El alcalde hablando del costo de la crisis migratoria y acompañado de su comisionado de inmigración (MOIA) Manuel Castro, al extremo izquierdo, y de otros funcionarios. Foto Ed Reed NYC

Más de 107.000 personas están viviendo en los albergues de la ciudad de Nueva York y más de la mitad, 57.000, son inmigrantes indocumentados. Todos los días llegan más buses con inmigrantes a esta “ciudad santuario”.

La ciudad de Nueva York paga 383 dólares diarios por cada inmigrante en alojamiento, comida, atención médica y otros servicios. Este año ha invertido $1.450 millones para mantenerlos. En los últimos días han llegado un promedio de 2.900 inmigrantes en buses procedentes de Texas. Si la tendencia sigue, en tres años el costo ascenderá a 12.000 millones de dólares del presupuesto municipal.

El alcalde de Nueva York, Eric Adams, ha dicho que no hay más espacio para ofrecer refugio a tantos inmigrantes y ha pedido ayuda a las autoridades federales. “No creamos esta crisis, pero la estamos padeciendo más que otras ciudades de esta nación”, dijo el alcalde Adams. “Es una situación insostenible”.

Hay 194 albergues en la ciudad de Nueva York.

En el año escolar que terminó el mes pasado, habían más de 18.000 estudiantes que llegaron con esta nueva ola de inmigrantes indocumentados. Hay escasez de profesores bilingües que sepan español y la ciudad se vio obligada a desembolsar $90 millones adicionales para atender a los estudiantes de Centro y Suramérica principalmente.

Los nuevos inmigrantes y sus familias han hallado trabajo repartiendo comida como muestra esta imagen en la 8va Avenida de Manhattan. Foto Javier Castaño

A finales de julio las autoridades de la ciudad “limpiaron” el andén del Roosevelt Hotel de la calle 45 de Manhattan en donde se habían amontonado a dormir los inmigrantes de Africa, India y Latinoamérica. Algunos fueron llevados a un hotel en Long Island City, Queens, y otros terminaron durmiendo en el pasillo del Hotel Roosevelt.

“Simplemente nos quedamos sin camas y estamos haciendo lo mejor que podemos”, dijo Kayla Mamelak, vocera de la alcaldía.

También se está planeando el desplazamiento de los indocumentados a un campo abierto en Randall’s Island en donde se juega fútbol. “Habrá camas para 2.000 inmigrantes”, dijo Manuel Castro, comisionado de la Oficina del Alcalde para Asuntos del Inmigrantes (MOIA). Usará el espacio de 4 canchas de fútbol y ahora se deberán cancelar 3.000 horas de práctica de este deporte programadas para el resto de este verano.

Alrededor de 80 inmigrantes serán llevados al Centro de Recreación McCarren en Williamsburg, Brooklyn. Se espera que su desplazamiento no interrumpa las actividades recreacionales de verano en ese centro.

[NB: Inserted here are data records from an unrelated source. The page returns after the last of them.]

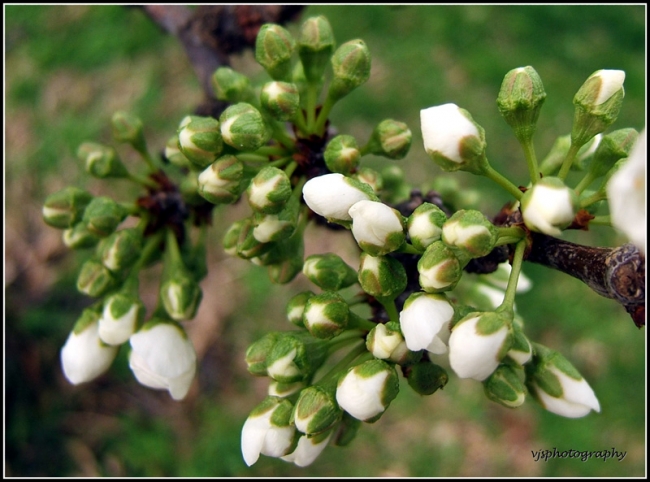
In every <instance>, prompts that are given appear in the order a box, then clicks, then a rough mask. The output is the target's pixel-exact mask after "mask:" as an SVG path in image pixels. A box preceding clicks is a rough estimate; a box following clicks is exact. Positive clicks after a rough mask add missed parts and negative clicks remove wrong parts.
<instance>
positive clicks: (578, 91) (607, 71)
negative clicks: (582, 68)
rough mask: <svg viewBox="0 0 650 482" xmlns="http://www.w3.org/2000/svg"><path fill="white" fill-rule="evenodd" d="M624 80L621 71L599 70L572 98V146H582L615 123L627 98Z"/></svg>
mask: <svg viewBox="0 0 650 482" xmlns="http://www.w3.org/2000/svg"><path fill="white" fill-rule="evenodd" d="M624 81H625V72H624V71H622V70H597V71H596V72H594V73H593V74H591V76H589V78H588V79H587V80H586V81H585V83H584V84H582V86H581V87H580V89H579V90H578V92H577V93H576V95H575V97H574V98H573V104H574V105H575V114H574V116H573V130H572V131H571V143H572V144H574V145H577V146H582V145H583V144H585V143H586V142H587V141H588V140H589V139H591V138H592V137H594V136H595V135H596V134H600V133H601V132H603V131H604V130H605V129H607V128H608V127H609V126H610V125H612V124H613V123H614V121H616V118H617V117H618V113H619V112H620V110H621V105H622V103H623V97H625V90H624V89H623V82H624Z"/></svg>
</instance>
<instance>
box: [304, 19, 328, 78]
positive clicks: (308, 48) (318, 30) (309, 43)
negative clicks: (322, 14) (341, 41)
mask: <svg viewBox="0 0 650 482" xmlns="http://www.w3.org/2000/svg"><path fill="white" fill-rule="evenodd" d="M335 44H336V42H335V40H334V33H333V32H332V27H331V26H330V24H329V21H328V20H327V18H325V17H324V16H323V15H319V16H318V17H310V18H308V19H307V20H305V21H304V22H303V24H302V26H301V27H300V36H299V37H298V55H299V56H300V61H301V62H302V67H303V71H304V73H305V77H306V78H307V80H308V81H309V82H311V83H315V82H318V81H319V80H320V79H321V78H322V77H323V74H324V73H325V67H327V63H328V62H329V60H330V58H331V57H332V52H334V46H335Z"/></svg>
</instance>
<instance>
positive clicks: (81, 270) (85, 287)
mask: <svg viewBox="0 0 650 482" xmlns="http://www.w3.org/2000/svg"><path fill="white" fill-rule="evenodd" d="M116 286H117V280H116V279H115V278H114V277H113V275H112V274H111V272H110V271H109V270H108V269H107V268H106V267H105V266H104V265H103V264H102V263H100V262H99V261H97V260H95V259H89V260H88V261H86V262H85V263H84V264H83V265H82V266H81V271H79V276H78V277H77V289H78V290H79V291H80V292H82V293H85V294H87V295H88V296H92V297H93V298H97V297H99V296H102V295H104V294H106V293H108V292H109V291H110V290H112V289H113V288H115V287H116Z"/></svg>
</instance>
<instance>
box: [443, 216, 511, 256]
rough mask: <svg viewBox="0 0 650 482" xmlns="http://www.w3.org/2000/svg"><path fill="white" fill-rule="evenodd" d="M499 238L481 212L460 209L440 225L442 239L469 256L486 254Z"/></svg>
mask: <svg viewBox="0 0 650 482" xmlns="http://www.w3.org/2000/svg"><path fill="white" fill-rule="evenodd" d="M498 239H499V233H498V231H497V228H496V227H495V226H494V224H492V223H491V222H490V221H489V220H488V219H487V218H486V217H485V215H484V214H483V213H481V212H480V211H476V210H473V209H469V210H466V209H461V210H460V211H457V212H456V213H454V215H453V216H451V217H450V218H449V219H448V220H447V222H445V224H443V226H442V241H443V242H444V243H445V244H447V245H448V246H453V247H455V248H457V249H459V250H461V251H462V252H463V253H465V254H467V255H468V256H470V257H471V258H480V257H481V256H486V255H488V254H490V252H491V251H492V250H493V249H494V245H495V244H496V242H497V240H498Z"/></svg>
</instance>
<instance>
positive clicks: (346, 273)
mask: <svg viewBox="0 0 650 482" xmlns="http://www.w3.org/2000/svg"><path fill="white" fill-rule="evenodd" d="M302 272H303V274H304V275H305V276H306V277H307V278H308V279H309V281H311V282H312V283H314V284H315V285H316V286H318V287H319V288H321V289H323V290H325V291H338V290H341V289H343V288H347V287H348V286H351V285H352V284H354V283H355V282H356V281H357V272H356V271H355V270H354V269H352V268H351V267H350V266H349V265H348V264H347V263H346V262H345V261H343V259H341V257H340V256H338V255H336V254H334V253H326V254H314V255H311V256H309V257H308V258H307V259H305V262H304V264H303V268H302Z"/></svg>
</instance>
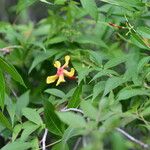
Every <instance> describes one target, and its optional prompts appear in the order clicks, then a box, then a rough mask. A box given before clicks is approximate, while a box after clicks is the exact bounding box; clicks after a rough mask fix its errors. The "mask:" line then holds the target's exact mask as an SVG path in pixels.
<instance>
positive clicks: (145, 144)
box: [61, 108, 150, 149]
mask: <svg viewBox="0 0 150 150" xmlns="http://www.w3.org/2000/svg"><path fill="white" fill-rule="evenodd" d="M61 111H63V112H67V111H74V112H79V113H81V114H84V112H83V111H82V110H80V109H77V108H68V109H66V108H64V109H62V110H61ZM116 130H117V131H118V132H120V133H121V134H123V135H124V136H125V137H127V138H128V139H129V140H131V141H132V142H134V143H136V144H139V145H140V146H141V147H143V148H145V149H147V148H149V147H150V146H149V145H148V144H145V143H143V142H141V141H140V140H138V139H135V138H134V137H133V136H131V135H130V134H128V133H127V132H125V131H124V130H122V129H120V128H116Z"/></svg>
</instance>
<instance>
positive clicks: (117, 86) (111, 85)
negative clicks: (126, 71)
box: [103, 77, 126, 96]
mask: <svg viewBox="0 0 150 150" xmlns="http://www.w3.org/2000/svg"><path fill="white" fill-rule="evenodd" d="M124 82H126V79H124V78H122V77H111V78H109V79H108V80H107V81H106V84H105V90H104V94H103V96H105V95H107V94H108V93H109V92H110V91H111V90H113V89H115V88H116V87H118V86H120V85H121V84H122V83H124Z"/></svg>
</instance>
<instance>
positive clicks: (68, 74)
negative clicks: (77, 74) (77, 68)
mask: <svg viewBox="0 0 150 150" xmlns="http://www.w3.org/2000/svg"><path fill="white" fill-rule="evenodd" d="M74 73H75V70H74V68H71V70H70V71H67V70H65V69H64V74H65V76H67V77H72V76H74Z"/></svg>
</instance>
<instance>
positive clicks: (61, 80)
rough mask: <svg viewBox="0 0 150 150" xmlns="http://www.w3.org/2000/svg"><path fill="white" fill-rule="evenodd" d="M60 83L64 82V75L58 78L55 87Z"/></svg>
mask: <svg viewBox="0 0 150 150" xmlns="http://www.w3.org/2000/svg"><path fill="white" fill-rule="evenodd" d="M61 82H65V79H64V75H60V76H59V78H58V81H57V84H56V86H58V85H59V84H60V83H61Z"/></svg>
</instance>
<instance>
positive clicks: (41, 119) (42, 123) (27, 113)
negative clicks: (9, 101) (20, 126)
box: [22, 108, 43, 125]
mask: <svg viewBox="0 0 150 150" xmlns="http://www.w3.org/2000/svg"><path fill="white" fill-rule="evenodd" d="M22 114H23V115H24V116H25V117H26V118H27V119H28V120H29V121H31V122H33V123H35V124H37V125H42V124H43V121H42V119H41V117H40V115H39V113H38V112H37V111H36V110H35V109H32V108H23V109H22Z"/></svg>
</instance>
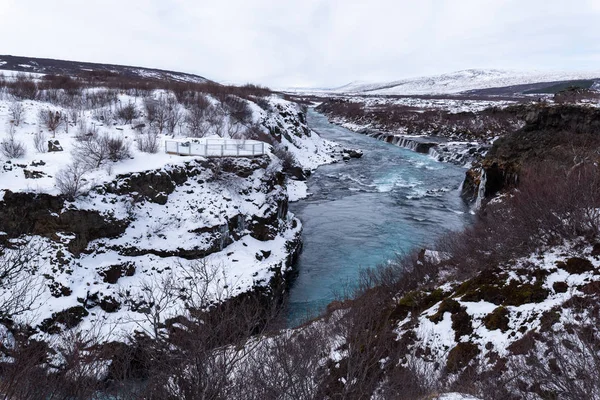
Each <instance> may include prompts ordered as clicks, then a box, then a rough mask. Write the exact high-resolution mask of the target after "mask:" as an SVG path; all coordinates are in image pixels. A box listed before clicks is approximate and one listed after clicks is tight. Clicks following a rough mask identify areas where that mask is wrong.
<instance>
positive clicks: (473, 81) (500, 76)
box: [331, 69, 600, 95]
mask: <svg viewBox="0 0 600 400" xmlns="http://www.w3.org/2000/svg"><path fill="white" fill-rule="evenodd" d="M581 79H587V80H596V79H599V80H600V71H595V72H594V71H592V72H541V71H526V72H523V71H511V70H500V69H468V70H463V71H457V72H451V73H447V74H442V75H436V76H425V77H418V78H408V79H402V80H398V81H392V82H381V83H365V82H360V81H357V82H352V83H350V84H348V85H345V86H342V87H339V88H335V89H331V92H334V93H365V94H381V95H430V94H457V93H462V92H467V91H472V90H480V89H489V88H500V87H507V86H516V85H527V84H534V83H540V82H564V81H570V80H581Z"/></svg>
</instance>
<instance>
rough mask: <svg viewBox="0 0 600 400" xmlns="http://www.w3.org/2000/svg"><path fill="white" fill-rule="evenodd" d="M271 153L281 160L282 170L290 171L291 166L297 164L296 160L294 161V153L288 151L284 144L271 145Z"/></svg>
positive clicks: (293, 166)
mask: <svg viewBox="0 0 600 400" xmlns="http://www.w3.org/2000/svg"><path fill="white" fill-rule="evenodd" d="M273 154H275V156H277V158H279V159H280V160H281V166H282V167H283V170H284V171H286V172H287V171H290V170H291V169H292V168H294V167H296V166H297V165H298V161H296V157H294V154H292V152H290V151H289V150H288V149H287V147H286V146H283V145H277V146H274V147H273Z"/></svg>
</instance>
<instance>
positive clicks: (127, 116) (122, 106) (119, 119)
mask: <svg viewBox="0 0 600 400" xmlns="http://www.w3.org/2000/svg"><path fill="white" fill-rule="evenodd" d="M138 115H139V114H138V111H137V108H136V107H135V104H133V103H131V102H129V103H128V104H127V105H125V106H121V107H120V108H119V109H118V110H117V112H116V117H117V118H118V119H119V120H121V122H122V123H123V124H130V123H132V122H133V120H134V119H136V118H137V117H138Z"/></svg>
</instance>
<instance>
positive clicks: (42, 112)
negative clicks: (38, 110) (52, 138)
mask: <svg viewBox="0 0 600 400" xmlns="http://www.w3.org/2000/svg"><path fill="white" fill-rule="evenodd" d="M38 121H39V124H40V125H41V126H43V127H45V128H46V129H48V130H49V131H50V132H52V137H56V130H57V129H58V128H59V127H60V126H61V125H62V124H63V122H64V119H63V118H62V115H61V113H60V112H58V111H56V112H54V111H52V110H40V112H39V114H38Z"/></svg>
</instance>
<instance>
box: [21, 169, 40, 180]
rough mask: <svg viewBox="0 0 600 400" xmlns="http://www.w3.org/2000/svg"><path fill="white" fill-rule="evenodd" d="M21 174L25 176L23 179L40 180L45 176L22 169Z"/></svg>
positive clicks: (28, 170)
mask: <svg viewBox="0 0 600 400" xmlns="http://www.w3.org/2000/svg"><path fill="white" fill-rule="evenodd" d="M23 174H25V179H40V178H43V177H44V176H46V174H45V173H43V172H42V171H30V170H28V169H24V170H23Z"/></svg>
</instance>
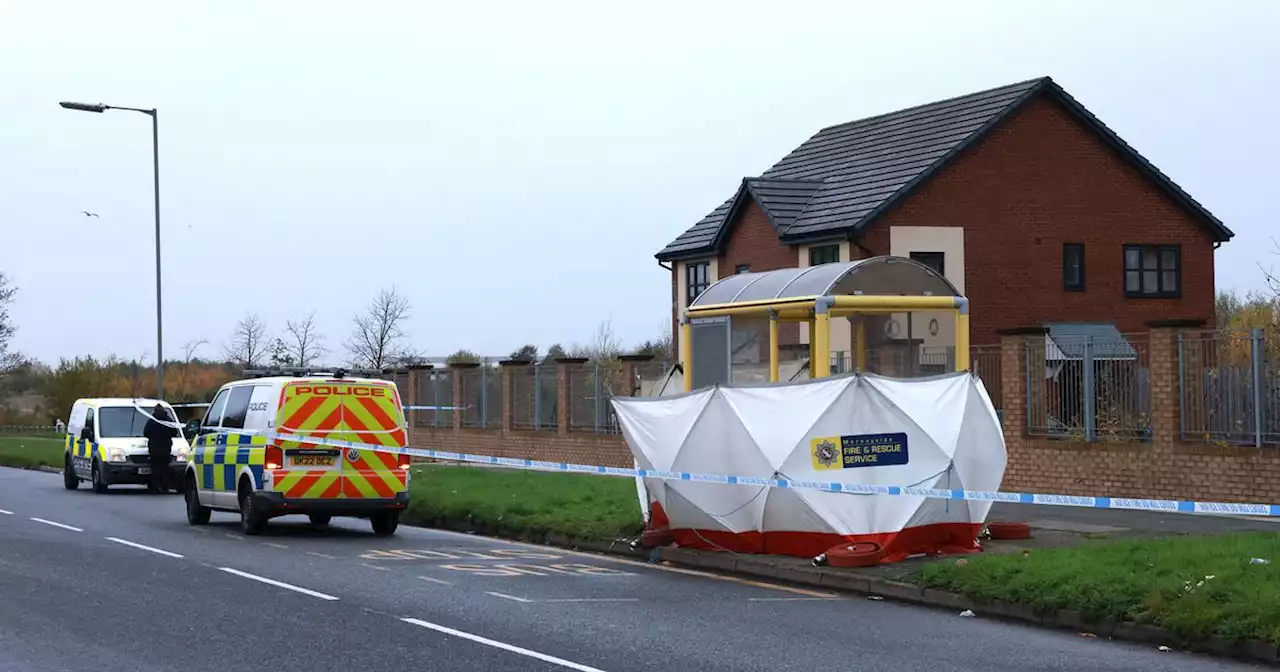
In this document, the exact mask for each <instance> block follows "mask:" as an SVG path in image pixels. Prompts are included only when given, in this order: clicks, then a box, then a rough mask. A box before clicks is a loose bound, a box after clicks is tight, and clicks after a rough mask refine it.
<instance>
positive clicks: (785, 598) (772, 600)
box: [746, 596, 840, 602]
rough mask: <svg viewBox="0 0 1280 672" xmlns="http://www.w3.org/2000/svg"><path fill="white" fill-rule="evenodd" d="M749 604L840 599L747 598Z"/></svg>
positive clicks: (815, 601)
mask: <svg viewBox="0 0 1280 672" xmlns="http://www.w3.org/2000/svg"><path fill="white" fill-rule="evenodd" d="M746 599H748V602H832V600H838V599H840V598H836V596H831V598H746Z"/></svg>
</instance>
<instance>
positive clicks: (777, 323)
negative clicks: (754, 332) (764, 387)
mask: <svg viewBox="0 0 1280 672" xmlns="http://www.w3.org/2000/svg"><path fill="white" fill-rule="evenodd" d="M777 381H778V311H776V310H771V311H769V383H777Z"/></svg>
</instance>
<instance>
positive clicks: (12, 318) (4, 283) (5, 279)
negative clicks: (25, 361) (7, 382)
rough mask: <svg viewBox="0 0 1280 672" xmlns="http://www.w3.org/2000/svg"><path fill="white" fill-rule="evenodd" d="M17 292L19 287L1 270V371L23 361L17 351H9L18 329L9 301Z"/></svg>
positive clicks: (0, 312)
mask: <svg viewBox="0 0 1280 672" xmlns="http://www.w3.org/2000/svg"><path fill="white" fill-rule="evenodd" d="M17 293H18V288H17V287H13V285H12V284H9V279H8V278H5V274H4V271H0V372H5V371H8V370H9V369H13V367H15V366H18V364H19V362H20V361H22V357H19V356H18V353H17V352H9V340H12V339H13V334H14V332H17V330H18V328H17V326H14V324H13V317H10V316H9V303H13V296H14V294H17Z"/></svg>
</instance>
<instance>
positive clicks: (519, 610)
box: [0, 468, 1260, 672]
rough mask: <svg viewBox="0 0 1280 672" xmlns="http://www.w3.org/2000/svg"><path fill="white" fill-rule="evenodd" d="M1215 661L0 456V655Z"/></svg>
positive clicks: (104, 668)
mask: <svg viewBox="0 0 1280 672" xmlns="http://www.w3.org/2000/svg"><path fill="white" fill-rule="evenodd" d="M177 668H182V669H186V671H193V672H195V671H218V672H227V671H228V669H247V668H261V669H274V671H279V672H288V671H307V672H311V671H314V669H344V671H352V672H356V671H380V672H381V671H388V669H424V671H466V669H484V671H516V669H520V671H535V672H538V671H563V669H575V671H579V672H595V671H608V672H623V671H649V669H655V668H657V669H698V671H699V672H721V671H790V669H796V671H806V672H810V671H813V669H823V668H837V669H886V668H904V669H919V668H928V669H931V671H934V672H943V671H984V672H986V671H989V669H1037V671H1071V672H1083V671H1144V672H1147V671H1160V669H1170V671H1171V669H1180V671H1181V669H1187V671H1229V669H1260V668H1256V667H1251V666H1247V664H1240V663H1234V662H1229V660H1221V659H1213V658H1208V657H1199V655H1192V654H1183V653H1176V652H1171V653H1162V652H1158V650H1156V649H1155V648H1152V646H1146V645H1129V644H1123V643H1119V641H1108V640H1105V639H1101V637H1100V639H1088V637H1080V636H1078V635H1075V634H1071V632H1062V631H1050V630H1039V628H1034V627H1025V626H1020V625H1015V623H1007V622H1000V621H992V620H984V618H961V617H959V616H957V613H955V612H954V611H934V609H928V608H922V607H913V605H904V604H897V603H893V602H890V600H881V602H876V600H868V599H863V598H856V596H846V595H838V594H833V593H827V591H823V590H819V589H813V588H796V586H794V585H781V584H773V582H769V581H754V580H748V579H742V577H735V576H721V575H714V573H709V572H701V571H692V570H685V568H680V567H673V566H672V567H668V566H663V564H652V563H644V562H637V561H632V559H626V558H616V557H607V556H594V554H585V553H575V552H570V550H561V549H552V548H544V547H531V545H526V544H518V543H512V541H502V540H495V539H486V538H481V536H475V535H466V534H457V532H447V531H440V530H426V529H416V527H404V526H402V527H401V530H399V532H398V534H397V536H394V538H390V539H383V538H376V536H374V535H372V534H371V532H370V530H369V526H367V524H365V521H357V520H340V518H339V520H335V521H334V524H333V525H332V526H330V529H328V530H314V529H311V527H310V526H308V525H307V524H306V518H278V520H275V521H273V522H271V524H270V525H269V527H268V532H266V534H265V535H262V536H256V538H244V536H241V535H239V532H238V525H237V520H236V517H234V516H232V515H227V513H218V512H215V513H214V520H212V524H211V525H209V526H205V527H192V526H188V525H187V522H186V518H184V513H183V504H182V499H180V497H177V495H168V497H157V495H146V494H142V492H141V490H129V489H125V488H120V489H119V490H115V489H113V492H110V493H109V494H105V495H95V494H92V493H90V492H87V490H84V489H81V490H77V492H67V490H63V488H61V479H60V476H58V475H52V474H45V472H40V471H23V470H10V468H0V671H8V669H20V671H31V672H45V671H67V669H96V671H143V672H146V671H161V669H164V671H169V669H177Z"/></svg>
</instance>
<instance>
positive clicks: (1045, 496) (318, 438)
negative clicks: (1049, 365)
mask: <svg viewBox="0 0 1280 672" xmlns="http://www.w3.org/2000/svg"><path fill="white" fill-rule="evenodd" d="M268 439H269V440H288V442H306V443H308V444H314V445H328V447H332V448H344V449H356V451H378V452H384V453H397V454H410V456H415V457H426V458H431V460H448V461H453V462H470V463H476V465H494V466H503V467H509V468H524V470H532V471H562V472H568V474H594V475H598V476H623V477H631V479H634V477H643V479H659V480H668V481H690V483H721V484H728V485H755V486H764V488H794V489H800V490H822V492H827V493H847V494H879V495H890V497H904V495H910V497H925V498H931V499H957V500H969V502H1007V503H1014V504H1046V506H1055V507H1083V508H1119V509H1130V511H1166V512H1175V513H1213V515H1231V516H1274V517H1280V504H1236V503H1231V502H1187V500H1178V499H1135V498H1120V497H1082V495H1066V494H1034V493H1000V492H989V490H948V489H938V488H919V486H910V485H861V484H850V483H831V481H809V480H792V479H773V477H762V476H730V475H723V474H691V472H687V471H660V470H650V468H631V467H605V466H600V465H575V463H570V462H547V461H540V460H524V458H515V457H494V456H483V454H470V453H456V452H452V451H434V449H430V448H390V447H387V445H372V444H367V443H356V442H344V440H334V439H321V438H307V436H300V435H297V434H275V433H271V434H268Z"/></svg>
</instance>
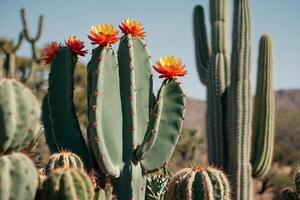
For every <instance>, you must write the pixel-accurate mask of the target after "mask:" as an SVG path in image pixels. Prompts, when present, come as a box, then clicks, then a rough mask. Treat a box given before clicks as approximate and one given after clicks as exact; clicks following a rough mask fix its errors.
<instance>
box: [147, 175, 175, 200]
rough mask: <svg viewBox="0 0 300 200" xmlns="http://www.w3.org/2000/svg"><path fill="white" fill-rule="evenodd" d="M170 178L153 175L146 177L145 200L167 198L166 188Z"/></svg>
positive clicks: (166, 187)
mask: <svg viewBox="0 0 300 200" xmlns="http://www.w3.org/2000/svg"><path fill="white" fill-rule="evenodd" d="M169 181H170V177H169V176H166V175H162V174H159V175H153V176H150V177H147V182H146V196H145V199H146V200H164V199H166V196H167V186H168V183H169Z"/></svg>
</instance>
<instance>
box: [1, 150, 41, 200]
mask: <svg viewBox="0 0 300 200" xmlns="http://www.w3.org/2000/svg"><path fill="white" fill-rule="evenodd" d="M37 188H38V172H37V170H36V169H35V166H34V164H33V162H32V161H31V160H30V158H28V157H27V156H25V155H24V154H21V153H12V154H9V155H5V156H1V157H0V199H1V200H10V199H18V200H28V199H34V197H35V194H36V191H37Z"/></svg>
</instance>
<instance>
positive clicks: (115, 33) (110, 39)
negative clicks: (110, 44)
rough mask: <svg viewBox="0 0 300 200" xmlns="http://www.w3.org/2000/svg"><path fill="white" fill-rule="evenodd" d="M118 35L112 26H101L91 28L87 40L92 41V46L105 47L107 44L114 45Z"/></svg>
mask: <svg viewBox="0 0 300 200" xmlns="http://www.w3.org/2000/svg"><path fill="white" fill-rule="evenodd" d="M118 34H119V31H118V30H117V29H116V28H115V27H114V26H113V25H111V24H101V25H97V26H92V27H91V29H90V34H89V35H88V38H89V39H90V40H91V41H92V44H100V45H101V46H106V45H107V44H114V43H116V42H117V41H118V40H119V38H118V37H117V35H118Z"/></svg>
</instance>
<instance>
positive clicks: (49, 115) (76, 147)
mask: <svg viewBox="0 0 300 200" xmlns="http://www.w3.org/2000/svg"><path fill="white" fill-rule="evenodd" d="M120 29H121V31H122V32H123V33H124V35H123V36H122V37H121V39H120V43H119V49H118V52H117V53H115V51H114V49H113V48H112V47H111V44H114V43H116V42H117V41H118V40H119V39H118V38H117V34H118V31H117V30H116V28H114V27H113V26H112V25H110V24H102V25H97V26H94V27H92V28H91V30H90V34H89V35H88V37H89V39H90V40H91V43H92V44H94V45H98V46H97V47H96V48H95V49H93V51H92V58H91V61H90V62H89V64H88V67H87V71H88V77H87V83H88V84H87V98H88V120H89V125H88V131H87V138H88V144H89V145H90V148H87V146H86V144H85V141H84V139H83V137H82V135H81V131H80V128H79V125H78V121H77V118H76V115H75V110H74V103H73V87H74V84H73V72H74V67H75V63H76V60H77V59H76V57H74V54H73V53H72V50H71V49H70V47H59V50H58V52H57V53H56V54H55V56H52V59H53V60H52V62H51V71H50V77H49V91H48V97H46V98H48V101H44V103H45V104H46V105H44V106H43V107H44V108H45V112H43V113H44V114H45V116H44V115H43V119H44V126H45V128H46V127H48V130H46V131H45V134H46V139H47V143H48V144H49V146H51V148H52V149H53V152H55V151H59V150H62V149H65V150H68V151H71V152H73V153H76V154H77V155H79V156H80V157H81V159H82V160H83V161H84V164H85V166H87V168H88V167H89V166H91V165H94V166H95V165H97V166H96V168H99V169H100V170H101V171H102V172H103V173H104V174H105V175H107V176H109V177H111V182H112V185H113V193H114V194H115V195H116V196H117V198H118V199H124V200H127V199H128V200H129V199H136V200H143V199H144V198H145V190H146V179H145V176H144V174H146V173H148V172H152V171H156V170H158V169H160V168H161V167H163V166H164V165H166V164H167V162H168V161H169V159H170V158H171V155H172V153H173V151H174V148H175V145H176V143H177V141H178V138H179V134H180V132H181V129H182V122H183V117H184V108H185V95H184V94H183V91H182V88H181V86H180V83H179V82H178V81H177V80H176V78H175V77H176V76H184V75H185V74H186V73H187V72H186V71H185V70H184V67H185V66H184V65H183V64H182V62H181V60H180V59H179V58H176V57H174V56H167V57H163V58H162V60H161V61H160V62H158V63H159V64H160V66H157V65H156V68H158V67H159V68H160V72H159V73H161V75H162V77H166V79H165V80H164V81H163V83H162V85H161V87H160V89H159V92H158V95H157V96H155V95H154V94H153V86H152V72H151V68H152V64H151V60H150V58H151V56H150V55H149V53H148V51H147V49H146V44H145V42H144V41H143V39H144V37H145V32H144V31H143V29H144V27H143V26H142V24H141V23H139V22H138V21H136V20H132V19H127V20H124V21H123V22H122V24H121V25H120ZM50 52H52V51H50ZM73 52H74V51H73ZM116 54H117V55H116ZM75 56H76V55H75ZM48 60H49V59H47V60H46V61H48ZM158 63H157V64H158ZM170 74H171V76H170ZM62 83H64V84H62ZM58 85H59V87H58ZM62 85H63V86H62ZM62 110H63V111H62ZM62 112H63V114H62ZM47 113H48V114H47ZM47 116H48V117H47ZM88 149H90V152H89V151H88Z"/></svg>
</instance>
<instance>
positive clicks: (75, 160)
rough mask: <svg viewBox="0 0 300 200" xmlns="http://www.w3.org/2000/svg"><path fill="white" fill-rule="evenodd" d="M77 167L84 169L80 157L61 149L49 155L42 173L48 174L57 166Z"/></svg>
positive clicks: (52, 170) (76, 167) (49, 173)
mask: <svg viewBox="0 0 300 200" xmlns="http://www.w3.org/2000/svg"><path fill="white" fill-rule="evenodd" d="M72 167H73V168H78V169H81V170H82V171H84V165H83V163H82V161H81V159H80V158H79V157H78V156H77V155H76V154H74V153H71V152H66V151H62V152H60V153H56V154H53V155H52V156H50V158H49V161H48V163H47V165H46V166H45V167H44V170H43V171H44V173H45V174H46V175H49V174H50V172H51V171H53V170H55V169H57V168H72Z"/></svg>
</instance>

“La ciudad nos ha dicho que no interrumpirán el acceso al gimnasio y la piscina de este centro y que habrá seguridad adicional. Vamos a monitorear la situación muy de cerca para que estas personas reciban apoyo y el centro obtenga los recursos necesarios”, se lee en una carta firmada por la congresista Nydia Velázquez, el presidente del condado de Brooklyn, Antonio Reynoso, y el concejal de la zona Lincoln Restler.

También hay inmigrantes durmiendo en el Navy Yard y un centro recreacional de Sunset Park, ambos en Brooklyn, y en el Row Hotel de Manhattan.

La presidenta del concejo, Adrienne Adams, dijo que la administración del alcalde Adams puede hacer mucho más, como “expandir el acceso a vales de renta para que los desamparados salgan de los refugios y consigan vivienda permanente, creando así más espacio para los inmigrantes”.

Esta semana QueensLatino entrevistóa una familia ecuatoriana que cruzó la frontera con México y terminó durmiendo en el andén del Roosevelt Hotel.

“Llegar aquí nos tomó muchos días y noches de sacrificio y angustia, pero gracias a Dios hemos conseguido albergue en esta gran ciudad. Pasamos hambre, necesidades y muchos peligros”, dijo Mayra, quien estaba en le andén al lado de su esposo William y de su hija Michel de 18 años.